Orban chose the right target. Even though it is claimed that these laws will be relieved once the pandemic is over, his record suggests the opposite. Since his victory in 2010, Orban has tightened state control over the media to suppress any opposition and eroded, step-by-step, institutional checks and balances. According to him a state need not be liberal to be a democracy.
But it’s not just Hungary. In Serbia, the government’s decree about the centralisation of information during the coronavirus emergency gave rise to arrests. On April 1, after reporting about a shortage of protective medical equipment available for staff at a medical centre in Serbia, Ana Lalić, a Serbian journalist, was detained. Lalić was charged with causing public unrest by spreading fake news during the emergency.
In a similar fashion, the Polish Ministry of Health made it illegal for medical consultants to issue independent opinions on the epidemiological situation, the state of hospitals, and methods of protection against infection. Speaking up about the lack of protective equipment can cost Polish doctors a job.

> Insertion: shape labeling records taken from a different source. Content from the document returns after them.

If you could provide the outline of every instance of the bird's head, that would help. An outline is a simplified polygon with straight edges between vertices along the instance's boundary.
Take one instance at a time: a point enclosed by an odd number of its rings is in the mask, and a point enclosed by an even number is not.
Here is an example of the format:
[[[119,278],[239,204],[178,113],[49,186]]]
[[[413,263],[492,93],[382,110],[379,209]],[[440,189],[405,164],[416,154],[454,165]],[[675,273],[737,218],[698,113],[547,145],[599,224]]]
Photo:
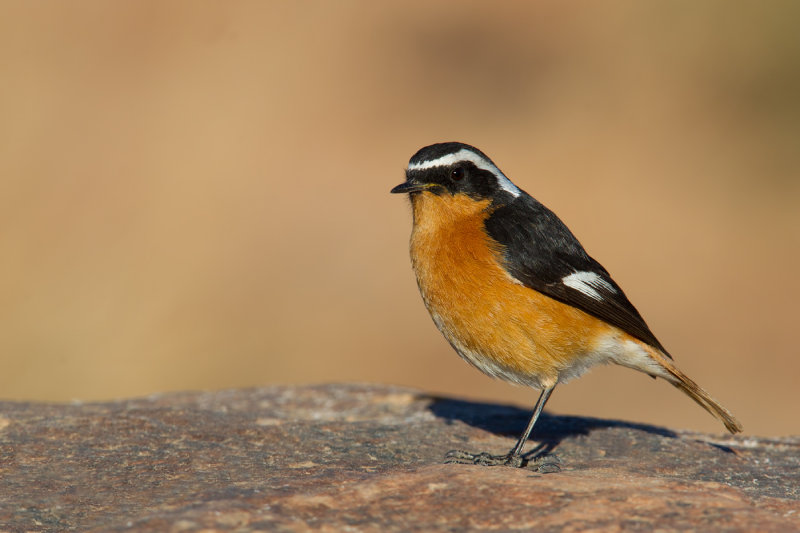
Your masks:
[[[393,193],[411,199],[421,193],[465,194],[476,200],[510,201],[521,194],[486,154],[468,144],[448,142],[426,146],[408,162],[406,181]]]

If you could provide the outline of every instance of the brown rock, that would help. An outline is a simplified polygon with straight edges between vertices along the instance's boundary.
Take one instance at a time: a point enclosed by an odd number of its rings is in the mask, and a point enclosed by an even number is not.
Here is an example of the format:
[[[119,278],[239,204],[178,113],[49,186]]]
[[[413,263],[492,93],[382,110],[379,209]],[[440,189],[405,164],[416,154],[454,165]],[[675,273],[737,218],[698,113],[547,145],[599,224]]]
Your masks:
[[[442,464],[528,415],[371,385],[0,403],[0,531],[800,530],[800,438],[545,415],[558,472]]]

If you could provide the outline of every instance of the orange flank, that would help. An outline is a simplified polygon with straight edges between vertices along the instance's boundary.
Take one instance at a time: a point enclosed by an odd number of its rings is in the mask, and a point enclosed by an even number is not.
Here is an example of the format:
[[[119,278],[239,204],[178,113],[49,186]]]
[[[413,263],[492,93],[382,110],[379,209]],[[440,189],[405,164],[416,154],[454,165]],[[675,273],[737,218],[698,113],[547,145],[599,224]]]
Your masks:
[[[599,362],[582,360],[592,359],[601,339],[634,340],[513,280],[484,230],[488,199],[425,191],[412,201],[411,260],[422,298],[450,344],[478,369],[547,388]]]

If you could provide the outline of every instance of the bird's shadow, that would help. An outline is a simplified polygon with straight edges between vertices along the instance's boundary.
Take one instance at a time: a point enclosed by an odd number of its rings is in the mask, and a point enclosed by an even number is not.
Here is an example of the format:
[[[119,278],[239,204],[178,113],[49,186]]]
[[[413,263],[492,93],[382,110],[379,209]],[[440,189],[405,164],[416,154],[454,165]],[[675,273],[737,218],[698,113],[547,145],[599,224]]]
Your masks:
[[[472,402],[445,397],[433,397],[432,399],[428,408],[435,416],[445,419],[448,423],[460,421],[495,435],[513,436],[514,438],[519,437],[525,430],[533,412],[533,406],[530,410],[526,410],[512,405]],[[525,458],[534,460],[547,456],[566,438],[589,435],[596,429],[606,428],[633,429],[669,439],[679,438],[674,431],[658,426],[620,420],[558,416],[543,412],[531,435],[531,440],[538,444],[525,454]]]

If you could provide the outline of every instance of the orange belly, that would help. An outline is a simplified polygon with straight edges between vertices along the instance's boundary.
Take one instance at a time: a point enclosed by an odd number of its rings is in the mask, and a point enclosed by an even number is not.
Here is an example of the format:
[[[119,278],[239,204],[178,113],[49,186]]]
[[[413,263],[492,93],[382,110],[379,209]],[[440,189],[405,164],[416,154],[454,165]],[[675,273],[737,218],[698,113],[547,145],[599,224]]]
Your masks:
[[[605,362],[598,343],[630,337],[514,280],[484,231],[488,205],[465,195],[414,198],[411,260],[439,330],[483,372],[537,388]]]

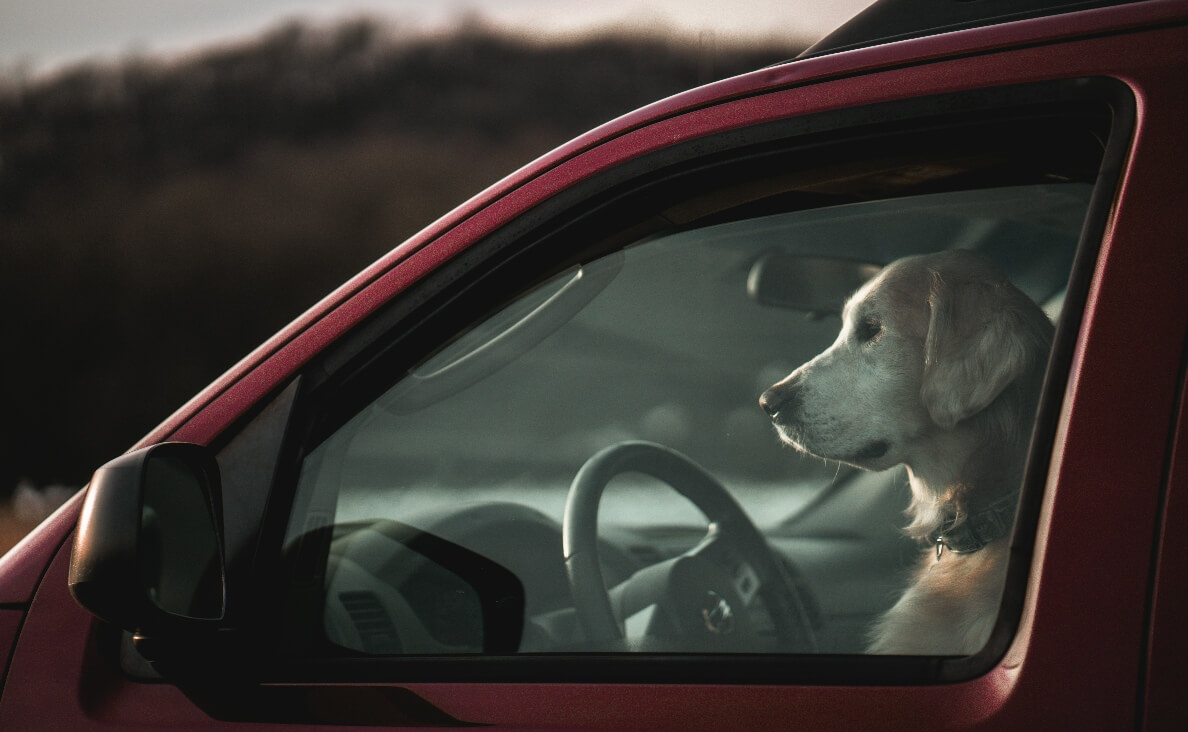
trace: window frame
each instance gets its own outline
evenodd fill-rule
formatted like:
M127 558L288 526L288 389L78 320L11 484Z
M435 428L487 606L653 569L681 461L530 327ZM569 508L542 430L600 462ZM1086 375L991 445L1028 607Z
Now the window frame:
M279 650L283 639L270 629L271 611L284 593L278 579L280 545L293 510L297 475L312 446L353 414L360 398L341 399L355 390L373 391L366 374L386 371L392 361L411 366L434 342L473 322L498 302L531 286L571 257L549 251L548 241L600 212L646 197L640 191L665 181L704 171L712 162L738 164L738 151L748 154L827 154L839 145L920 134L924 128L958 128L987 115L1020 119L1041 111L1068 111L1092 105L1110 111L1108 139L1101 158L1081 241L1069 274L1064 314L1057 323L1038 416L1022 486L1001 610L986 648L968 657L784 656L784 655L651 655L550 654L548 656L485 657L359 657L284 658L266 664L268 681L505 681L505 682L627 682L627 683L758 683L758 684L929 684L972 679L991 668L1006 651L1023 612L1026 574L1035 549L1040 498L1055 444L1062 395L1098 251L1111 213L1136 124L1130 89L1111 78L1075 78L1001 88L978 89L906 101L847 108L719 133L668 147L607 170L568 189L491 232L442 264L423 282L403 292L320 354L303 370L293 419L273 480L261 525L254 568L257 591L251 600L255 625L264 630L264 648ZM814 152L816 151L816 152ZM823 152L822 152L823 151ZM571 164L571 163L570 163ZM575 212L581 214L574 216ZM638 234L628 227L624 239ZM617 242L621 246L624 241ZM432 246L432 244L428 245ZM607 250L615 248L607 246ZM576 247L570 254L589 253ZM542 254L543 253L543 254ZM492 266L492 263L495 263ZM514 285L508 285L512 282ZM446 327L443 327L446 323ZM388 372L391 373L391 372ZM361 381L359 379L362 379Z

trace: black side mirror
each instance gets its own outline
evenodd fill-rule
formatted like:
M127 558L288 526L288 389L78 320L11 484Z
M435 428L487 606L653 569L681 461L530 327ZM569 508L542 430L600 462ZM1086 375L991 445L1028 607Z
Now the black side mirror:
M145 636L214 629L225 610L219 466L165 442L95 472L70 557L70 592L91 614Z

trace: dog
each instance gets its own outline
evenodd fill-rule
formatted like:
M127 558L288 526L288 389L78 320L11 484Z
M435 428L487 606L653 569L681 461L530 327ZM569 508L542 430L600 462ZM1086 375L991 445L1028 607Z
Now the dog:
M868 652L969 655L988 639L1051 337L985 257L909 257L851 296L832 346L759 398L802 453L906 466L905 531L928 548Z

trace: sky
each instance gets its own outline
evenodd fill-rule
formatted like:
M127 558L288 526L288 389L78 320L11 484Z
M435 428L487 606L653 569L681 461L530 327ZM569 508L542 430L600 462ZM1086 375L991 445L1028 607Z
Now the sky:
M80 61L170 57L246 40L303 18L372 15L413 29L478 13L495 27L568 36L630 25L723 40L816 40L871 0L0 0L0 69L48 72Z

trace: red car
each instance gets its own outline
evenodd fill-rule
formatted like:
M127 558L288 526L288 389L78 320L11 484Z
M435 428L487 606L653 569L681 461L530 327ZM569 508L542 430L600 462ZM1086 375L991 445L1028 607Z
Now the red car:
M1182 724L1186 81L1182 0L887 0L531 163L4 557L0 728ZM820 460L759 397L892 342L872 283L948 250L1051 335L998 528L921 541L895 440ZM864 395L910 368L871 359L843 436L901 429ZM992 547L1000 575L906 617L944 638L975 587L973 645L872 643Z

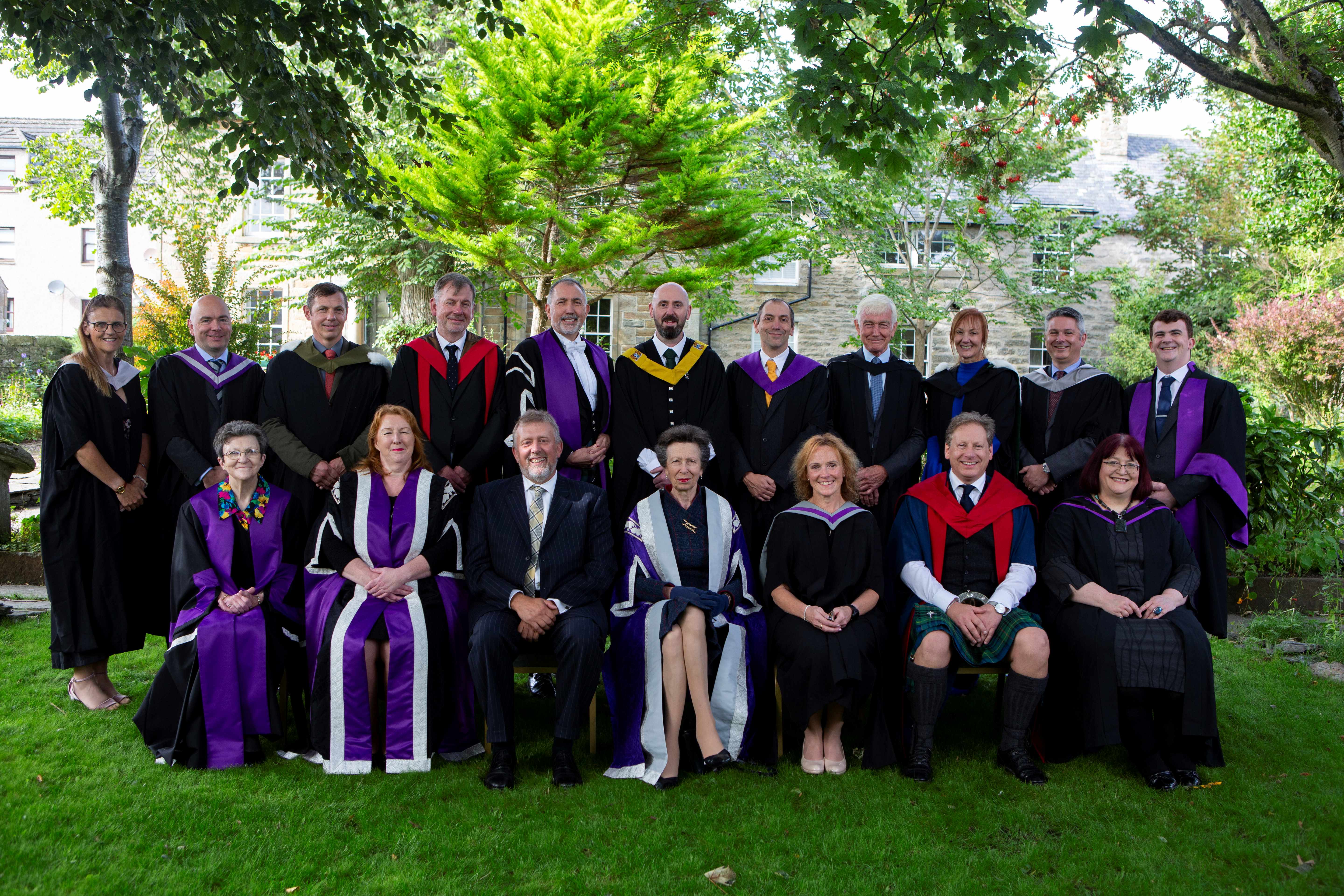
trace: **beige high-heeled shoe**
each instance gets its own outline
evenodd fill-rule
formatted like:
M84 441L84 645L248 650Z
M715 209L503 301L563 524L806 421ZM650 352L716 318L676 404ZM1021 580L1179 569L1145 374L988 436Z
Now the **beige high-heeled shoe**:
M81 700L79 697L75 696L75 685L77 684L83 684L85 681L93 681L98 676L95 676L95 674L94 676L85 676L83 678L75 678L74 676L70 676L70 684L66 685L66 696L69 696L71 700L74 700L75 703L78 703L79 705L82 705L85 709L89 709L90 712L97 712L99 709L120 709L121 704L117 703L117 700L114 697L108 697L106 700L103 700L102 703L99 703L97 707L90 707L83 700Z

Meanwhile both Slovenia and the Czech Republic have announced that they are ending the presence of journalists at official press conferences altogether. According to Dunja Mijatović, the Council of Europe Commissioner for Human Rights, a Slovenian journalist who requested information about the measures adopted by the government to address the pandemic has been the target of a smear campaign by media close to the political party leading the government coalition.
Despite the growing number of cases in Russia, Vladimir Putin continues to push for a nationwide vote on constitutional reform which could enable him to stay in power until 2036. On May 13, Russian lawmakers passed a bill that allows Russians to vote by mail or online for Putin’s constitutional amendments. Most likely Putin will get it his way since, similar to the direction chosen by Hungary, speaking up against the government automatically makes you a heretic.
Where people are pushed into choosing between the protection of their life and that of their loved ones and an act of political resistance, most opt for silence. Yet forcing such a choice is inhumane, manipulative and, in the end, will lead to the demise of those governments that do so.
An ardent admirer of China’s measures to halt the coronavirus, Putin has also resorted to outright totalitarian measures. The Financial Times and New York Times might soon be banned from Russia for revealing the truth about the death rate in the country. However, the first target of Russia’s anti-fake news campaign has been its own citizens, who are being fined for spreading ‘fake information’ about Covid-19. The already very small number of civil freedoms in Russia is under enormous threat.
Free elections are a key trait of democratic regimesm but are not sufficient in themselves. Genuine democracy cannot exist without civil rights and, in particular, the right to resist through protests, free speech, and a free media.
One could hardly imagine a better excuse to quickly proceed with illiberal agenda than a public health emergency. There is a reason why illiberal governments invest so much in propaganda. The very root of their power lies in artificially created and frighteningly powerful narratives that are repeatedly and consistently spread whilst censoring every voice of dissent. Freedom of expression is to democracy what property rights are to the economy. The monopolisation of either leads to disruption.
So we’re at an impasse. On the one hand, this pandemic might dissuade us from taking cues from the unfree world and its tactics.
On the other, the emergency nightmare might turn into our permanent reality by giving governments carte blanche to enforce severe restrictions on our liberties. It’s hard to imagine a more effective way to suppress every potential disobedience than through the appeal of fear for our health, not to mention that of our parents, friends, and literally everyone dear to us. This provides illiberal democracies with a once-in-generation opportunity to camouflage their totalitarian pursuits as part of emergency packages to stop the pandemic.
Let us hope that for the best but be prepared to fight back in case of the worst. Democracy is rooted in freedom of speech and media and we have to defend it at all costs.
By Maria Chaplia
Maria Chaplia is a media associate for the Consumer Choice Center and a Students For Liberty alumna.